SAVAGEXFENTY, another of Rihanna’s brainchild projects was released midnight worldwide on May 11. The collection ranges from a size XS to 3X and from 32A to 44DD. Models for the campaign varied from skin tones to sizes, and far from the norm we are used to seeing on lingerie ads. SAVAGE models included: Slick Woods, Jazzelle Zanaughtti, Audrey Ritchie, Lulu Bonfils, Stella Duval and Salem Mitchell. With this ensemble of models, Rihanna wanted to prove that sexiness is not limited to a particular type of woman but all women. These models were far from the norm of lingerie billboards, but who they represent are the women so often unrepresented in lingerie ads, deemed not “sexy enough.” What SAVAGE teaches women is to love their bodies. The usual knock to self-confidence when seeing campaigns for Victoria’s Secret doesn’t exist with the SAVAGE images. What I see is a group of diverse women, all of whom are confident in the body they are in. It teaches the most vulnerable of teenage girls that being a certain height or size doesn’t matter, what matters is the attitude you rock the pieces in and that is something I can definitely get behind. Another highlight of the collection was the collection of nude bras on sale. Nude meaning not just “nude” to a white-skinned woman but coming in shades: Bare, Honey, Tobacco, Brown Sugar, Spiced, Cocoa and Caviar. With SAVAGE lingerie, Rihanna is changing the culture of how we define a nude bra and once again includes all women of all skin tones.
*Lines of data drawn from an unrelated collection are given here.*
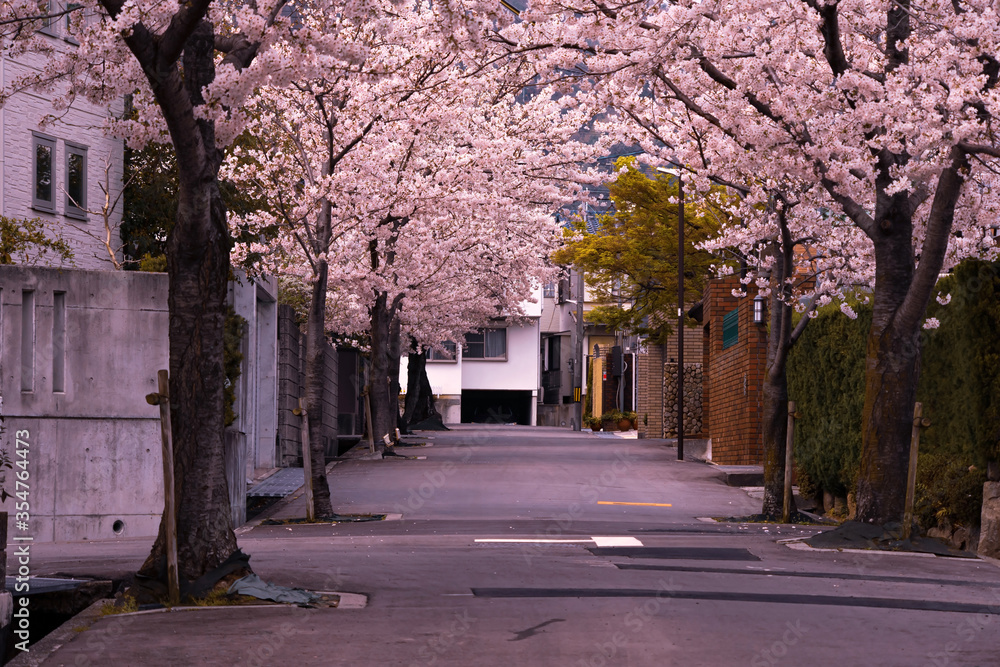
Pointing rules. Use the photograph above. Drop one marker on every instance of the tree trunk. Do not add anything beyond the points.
(315, 379)
(891, 374)
(384, 416)
(891, 371)
(775, 433)
(775, 418)
(198, 271)
(419, 405)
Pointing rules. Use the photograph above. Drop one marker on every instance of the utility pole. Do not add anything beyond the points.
(680, 316)
(580, 354)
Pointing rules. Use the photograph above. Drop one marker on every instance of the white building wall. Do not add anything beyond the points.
(519, 371)
(82, 124)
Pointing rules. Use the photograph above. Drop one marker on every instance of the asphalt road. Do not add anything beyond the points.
(463, 578)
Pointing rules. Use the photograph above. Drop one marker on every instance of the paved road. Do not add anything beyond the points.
(645, 583)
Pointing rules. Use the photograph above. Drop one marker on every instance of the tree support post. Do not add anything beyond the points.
(306, 459)
(786, 512)
(162, 399)
(919, 421)
(368, 419)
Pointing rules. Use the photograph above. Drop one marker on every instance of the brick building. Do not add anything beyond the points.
(735, 354)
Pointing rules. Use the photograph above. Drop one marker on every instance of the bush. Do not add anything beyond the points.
(826, 378)
(959, 387)
(948, 489)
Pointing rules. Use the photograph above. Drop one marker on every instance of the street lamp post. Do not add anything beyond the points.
(680, 317)
(580, 353)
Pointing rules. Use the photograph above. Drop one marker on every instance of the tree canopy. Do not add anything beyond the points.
(630, 258)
Rihanna has been pushing the boundaries of what women have been told through years of advertisements of what the ideal woman is. The ideal woman is no longer unattainable but is just us, the way we are in our skin. Women are no longer changing the way that they look because they feel unrepresented in the media. Women of all shades and sizes are being represented in a huge way with Fenty Corp advertisements. What Rihanna is doing through her projects in Fenty Corp is telling women and girls to love themselves and to be our own authentic person, no matter your size, shape or shade.